Lettow’s ruling was first handed down November 11 under seal, and voided the TSA’s move to the Port City, which had been announced to great fanfare in August. The order was released to the public last week with a number of redactions, mostly related to pricing and square footage.

The ruling criticizes the GSA’s decision to award the lease to Victory Center, having been authorized by Congress to select up to 625,000 square feet of space. It instead awarded a lease for up to 665,000 square feet, including a 140,000 square foot addition to be built adjacent to the building. The GSA is required to seek approval from Congress for leases that cost more than $2.85 million a year in rent.

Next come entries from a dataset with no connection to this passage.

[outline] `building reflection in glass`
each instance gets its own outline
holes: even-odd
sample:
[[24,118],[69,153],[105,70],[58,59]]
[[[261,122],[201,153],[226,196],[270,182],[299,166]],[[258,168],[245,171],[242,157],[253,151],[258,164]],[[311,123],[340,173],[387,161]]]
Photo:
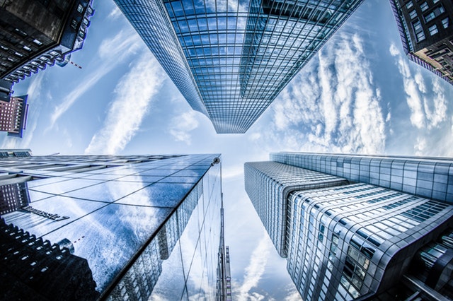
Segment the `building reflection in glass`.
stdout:
[[59,157],[0,161],[47,177],[18,186],[28,201],[7,227],[84,259],[101,298],[214,299],[219,155]]

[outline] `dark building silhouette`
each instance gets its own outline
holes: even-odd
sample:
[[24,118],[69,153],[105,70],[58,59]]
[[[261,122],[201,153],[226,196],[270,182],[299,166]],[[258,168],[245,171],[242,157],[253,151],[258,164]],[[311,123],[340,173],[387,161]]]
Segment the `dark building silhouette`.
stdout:
[[[30,153],[0,150],[5,235],[18,240],[0,237],[0,242],[21,248],[0,246],[0,256],[8,259],[8,268],[0,266],[1,273],[9,277],[1,293],[23,300],[35,295],[55,300],[215,299],[216,259],[224,241],[219,154]],[[28,202],[19,200],[21,196]],[[49,259],[39,257],[42,252]],[[71,268],[45,285],[54,277],[47,275],[64,268],[56,265],[60,261]],[[26,268],[35,265],[39,269]]]
[[246,191],[303,300],[451,296],[453,160],[270,159],[245,164]]
[[0,220],[0,299],[93,300],[86,259]]
[[8,136],[22,138],[27,122],[28,95],[11,97],[9,101],[0,100],[0,131]]
[[453,3],[390,0],[403,48],[413,61],[453,84]]
[[92,0],[1,0],[0,79],[17,83],[82,47]]

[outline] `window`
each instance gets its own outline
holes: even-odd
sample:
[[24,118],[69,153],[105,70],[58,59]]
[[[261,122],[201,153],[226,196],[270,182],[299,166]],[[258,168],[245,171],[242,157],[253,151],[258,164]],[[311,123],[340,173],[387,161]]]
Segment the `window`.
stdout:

Robert MacKichan Jr., a partner at law firm Holland & Knight, which specializes in federal leasing issues but is not involved in this case, said the fact that the court views the request for lease proposals to be legally binding in its ruling is significant.

“Up until the issuance of this decision, it was commonly understood that the lease prospectus process was a matter of comity, which is essentially a relationship between branches of government whereby it’s not legally binding, but as a matter of practice the various branches accommodate the other in requests that are made,” he said. “In this instance, Congress has set forth that a lease prospectus is required and GSA has accommodated that request and, as
a matter of policy, they don’t very often deviate from the content of a lease prospectus.”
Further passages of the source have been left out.